When folded it is a manageable size (like the 3Dlite, it's long like an umbrella) but compared to most lightweight models this thing is big; it's longer than even most standard strollers when folded and nearly as heavy at 18 lbs. Though that elongated shape may be more convenient for some people, my Baby Jogger City Mini actually fits in my car more easily.
The only other drawback is the price. At over $100 it is quite a bit more expensive than our top picks in this category. That might be worth it if you absolutely need the storage, as only a full-size "standard" stroller will hold as much and those start around $150.
J is for Jeep North Star Stroller
The J is for Jeep North Star wasn't our favorite lightweight stroller, but it was comfortably in the middle of the pack with simple assembly, an inoffensive design, and a sturdy frame for a lightweight model. It folds down neatly into a true umbrella shape, and it weighs just 10 lbs, making it one of the lightest that we tested.
It's also one of the most affordable, frequently dropping below $40 online.
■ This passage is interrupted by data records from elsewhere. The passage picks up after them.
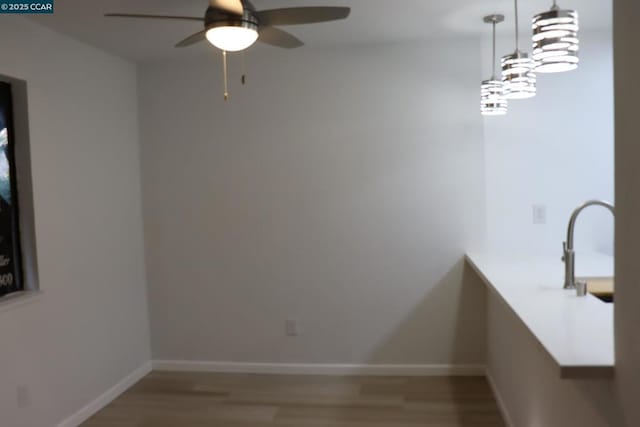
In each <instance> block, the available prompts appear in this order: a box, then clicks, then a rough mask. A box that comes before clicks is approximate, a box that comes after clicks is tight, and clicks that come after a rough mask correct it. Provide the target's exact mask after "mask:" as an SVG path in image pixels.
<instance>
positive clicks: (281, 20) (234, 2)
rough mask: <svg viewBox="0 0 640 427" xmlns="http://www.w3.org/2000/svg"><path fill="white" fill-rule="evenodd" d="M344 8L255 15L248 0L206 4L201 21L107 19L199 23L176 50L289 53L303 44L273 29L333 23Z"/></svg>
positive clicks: (253, 9) (346, 11)
mask: <svg viewBox="0 0 640 427" xmlns="http://www.w3.org/2000/svg"><path fill="white" fill-rule="evenodd" d="M350 12H351V9H350V8H348V7H291V8H284V9H271V10H261V11H257V10H256V9H255V7H254V6H253V5H252V4H251V2H250V1H249V0H209V7H208V8H207V10H206V12H205V15H204V18H198V17H190V16H167V15H144V14H131V13H107V14H105V16H107V17H120V18H144V19H173V20H187V21H200V22H203V23H204V30H202V31H199V32H197V33H195V34H193V35H191V36H189V37H187V38H186V39H184V40H182V41H180V42H179V43H178V44H177V45H176V47H186V46H191V45H193V44H195V43H198V42H200V41H202V40H205V39H207V40H209V42H210V43H211V44H212V45H214V46H215V47H217V48H218V49H220V50H222V51H225V52H227V51H228V52H238V51H241V50H244V49H247V48H248V47H250V46H251V45H253V44H254V43H255V42H256V41H260V42H262V43H266V44H270V45H273V46H277V47H281V48H285V49H292V48H296V47H300V46H302V45H303V44H304V43H303V42H302V41H300V40H299V39H298V38H297V37H295V36H294V35H292V34H290V33H288V32H286V31H283V30H281V29H279V28H276V26H280V25H300V24H312V23H316V22H327V21H336V20H339V19H345V18H346V17H347V16H349V13H350Z"/></svg>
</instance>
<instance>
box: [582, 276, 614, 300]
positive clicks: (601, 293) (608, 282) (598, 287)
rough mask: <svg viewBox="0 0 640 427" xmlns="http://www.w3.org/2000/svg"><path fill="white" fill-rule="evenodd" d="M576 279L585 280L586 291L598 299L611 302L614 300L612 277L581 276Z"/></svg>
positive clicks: (613, 285)
mask: <svg viewBox="0 0 640 427" xmlns="http://www.w3.org/2000/svg"><path fill="white" fill-rule="evenodd" d="M576 280H577V281H582V282H587V292H589V293H590V294H591V295H593V296H594V297H596V298H599V299H600V300H602V301H604V302H607V303H612V302H613V301H614V297H613V294H614V280H613V277H581V278H579V279H576Z"/></svg>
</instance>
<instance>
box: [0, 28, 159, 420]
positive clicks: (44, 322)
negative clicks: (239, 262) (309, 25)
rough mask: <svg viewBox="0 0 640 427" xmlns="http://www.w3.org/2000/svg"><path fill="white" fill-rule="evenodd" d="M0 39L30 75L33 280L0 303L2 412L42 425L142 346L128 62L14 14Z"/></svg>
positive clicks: (138, 166) (93, 389)
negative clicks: (32, 295) (33, 206)
mask: <svg viewBox="0 0 640 427" xmlns="http://www.w3.org/2000/svg"><path fill="white" fill-rule="evenodd" d="M0 39H2V40H3V42H2V43H0V58H3V59H2V60H1V61H0V74H4V75H10V76H14V77H17V78H20V79H23V80H26V81H27V84H28V96H29V99H28V101H29V113H30V117H29V119H30V127H31V128H30V131H31V161H32V172H33V187H34V198H35V219H36V221H35V228H36V234H37V243H38V254H37V255H38V262H39V278H40V289H41V290H42V295H40V296H39V297H38V298H36V299H34V300H32V301H30V302H29V303H26V304H23V305H20V306H15V307H13V308H10V309H6V307H5V308H4V309H1V310H0V348H1V349H0V378H1V379H2V380H1V381H0V414H2V416H1V420H0V424H2V425H3V426H4V425H6V426H11V427H51V426H52V425H55V424H56V423H58V422H59V421H62V420H63V419H64V418H66V417H68V416H69V415H70V414H72V413H74V412H76V411H77V410H79V409H80V408H81V407H83V406H84V405H86V404H87V403H89V402H90V401H92V400H94V399H95V398H96V397H98V396H99V395H100V394H102V393H103V392H104V391H105V390H107V389H108V388H109V387H111V386H113V385H114V384H115V383H116V382H118V381H120V380H121V379H122V378H123V377H125V376H126V375H128V374H129V373H131V372H132V371H133V370H134V369H136V368H138V367H140V366H141V364H143V363H145V362H146V361H148V360H149V357H150V351H149V339H148V336H149V331H148V317H147V303H146V295H145V292H146V288H145V272H144V252H143V249H144V248H143V237H142V233H143V229H142V215H141V202H140V198H141V196H140V183H139V182H140V181H139V180H140V178H139V170H140V169H139V147H138V119H137V94H136V70H135V67H134V66H133V65H131V64H128V63H126V62H124V61H123V60H120V59H117V58H115V57H112V56H109V55H107V54H104V53H102V52H99V51H97V50H95V49H93V48H90V47H88V46H86V45H83V44H81V43H78V42H76V41H73V40H71V39H69V38H66V37H63V36H61V35H59V34H56V33H54V32H52V31H49V30H46V29H44V28H42V27H40V26H38V25H36V24H33V23H31V22H29V21H27V20H25V19H22V18H18V17H15V16H12V17H2V18H0ZM0 308H2V307H0ZM18 406H20V407H18Z"/></svg>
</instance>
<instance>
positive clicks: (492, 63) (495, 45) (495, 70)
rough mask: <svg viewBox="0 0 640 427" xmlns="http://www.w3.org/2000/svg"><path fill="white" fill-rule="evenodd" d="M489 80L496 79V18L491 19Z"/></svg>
mask: <svg viewBox="0 0 640 427" xmlns="http://www.w3.org/2000/svg"><path fill="white" fill-rule="evenodd" d="M491 67H492V70H493V71H492V72H491V80H495V79H496V20H495V19H494V20H493V61H492V62H491Z"/></svg>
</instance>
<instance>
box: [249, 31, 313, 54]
mask: <svg viewBox="0 0 640 427" xmlns="http://www.w3.org/2000/svg"><path fill="white" fill-rule="evenodd" d="M258 40H259V41H261V42H262V43H266V44H270V45H272V46H276V47H283V48H285V49H294V48H296V47H300V46H303V45H304V43H302V41H300V40H299V39H298V38H297V37H295V36H294V35H292V34H289V33H287V32H286V31H282V30H280V29H278V28H275V27H260V30H259V36H258Z"/></svg>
Despite this, it comes with a couple of extra like an included cup holder (which is deep, if a bit wobbly) and a carrying bag that can hang off the back for extra storage. You'll need it, because the underseat basket may hold a blanket and a few toys—but that's it.
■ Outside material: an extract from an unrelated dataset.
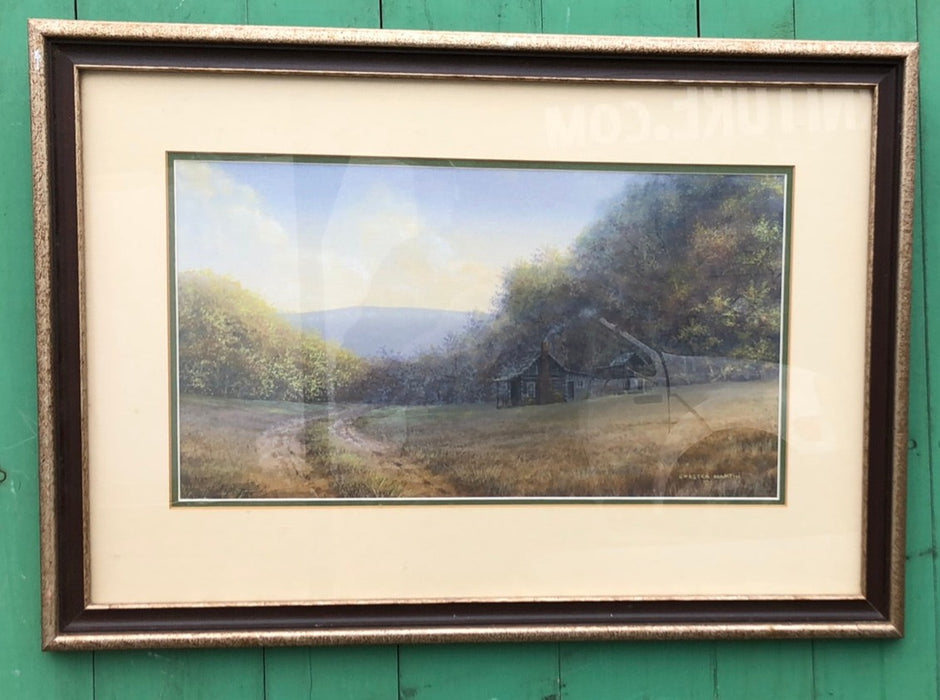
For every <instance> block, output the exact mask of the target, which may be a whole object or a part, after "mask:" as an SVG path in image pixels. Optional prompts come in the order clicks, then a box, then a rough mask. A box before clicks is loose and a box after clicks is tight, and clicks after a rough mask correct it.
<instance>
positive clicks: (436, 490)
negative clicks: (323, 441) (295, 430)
mask: <svg viewBox="0 0 940 700" xmlns="http://www.w3.org/2000/svg"><path fill="white" fill-rule="evenodd" d="M371 410H372V408H371V407H369V406H362V405H356V406H349V407H346V408H342V409H340V410H339V411H338V412H337V413H336V414H335V415H333V416H332V418H331V422H330V426H329V429H328V432H329V435H330V439H331V441H332V442H333V443H334V444H335V446H336V447H338V448H340V449H344V450H347V451H349V452H352V453H353V454H356V455H358V456H359V457H360V459H362V460H364V462H365V464H366V465H367V468H368V469H370V470H374V471H377V472H381V473H383V474H384V475H386V476H388V477H390V478H392V479H394V481H395V483H397V484H400V485H401V489H402V491H401V497H402V498H416V497H425V498H427V497H437V498H444V497H448V496H455V495H457V492H456V490H455V489H454V487H453V485H452V484H451V483H450V482H449V481H447V480H446V479H444V478H443V477H441V476H438V475H437V474H434V473H432V472H431V471H430V470H428V468H427V467H425V466H424V465H421V464H416V463H414V462H411V461H409V460H408V459H407V458H405V457H404V456H403V455H402V449H401V446H400V445H397V444H393V443H388V442H382V441H380V440H375V439H374V438H372V437H369V436H367V435H364V434H363V433H362V432H361V431H360V430H358V429H357V428H356V426H355V421H356V419H358V418H360V417H362V416H364V415H366V414H367V413H368V412H369V411H371Z"/></svg>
In our testing we found the stroller does fold down to be quite compact, though it's a bit tricky to fold and the small wheels—while aiding portability—had trouble with obstacles. It falls a bit behind our top picks because the harness doesn't go over the shoulders and the seat doesn't recline, so younger children may not be as comfortable as with our top picks. It also only comes with a 90-day warranty, which is skimpier than the competition.
But if you're looking at the Cosco and want something that offers just a bit more without stepping up to the more expensive models, this reliably splits the difference.
Baby Trend Rocket Stroller
The Baby Trend Rocket Stroller comes very highly recommended online, with very positive customer reviews overall—especially given the stroller is usually just $50 or less on sale. That said, in our tests it just didn't live up to expectations. The main issue is the canopy, which was wobbly, difficult to attach, and wouldn't stay in place.
If you can get past that, the Rocket isn't a bad lightweight model. It's a bit trickier to assemble than others we tested, but it wasn't bad overall. It has an easily accessible storage basket, a tight turning radius, but—stop me if you've heard this before—its small wheels struggled to get over obstacles.
The main issue here is just the canopy. You're going to want it on sunny days, and we just have zero confidence this one is going to hold up and we don't have those concerns about the others we tested.
The Graco Literider is very popular online, but it's a stroller that is much better on paper than in the real world. The appeal is obvious: it's a sub-$100 stroller that has a full-size canopy, large wheels, a reclining seat, a child's tray, cup holders for the parents, and it even accepts Graco ClickConnect infant car seats.
I was very excited to see what the LiteRider could do, but it simply didn't live up to expectations. It had an unnecessarily obnoxious assembly process, the canopy never quite sat right, and the stroller was tough to fold correctly—and even when you get it right it isn't that compact.
That said, the stroller is fairly maneuverable and has a very easily accessible storage basket. The padded seat is nicer than most of the other lightweight models we tested in this price range, and you do get both the child/parent trays in the price. The user reviews are good, though, so we don't expect many long-term issues despite the poor first impression.
The fit and finish wasn't what I hoped for, but you can't argue with the value. Not only is the stroller affordable, but you can find it as a travel system (meaning it includes an infant car seat) online for just $100 on sale, which is among the cheapest options we've seen.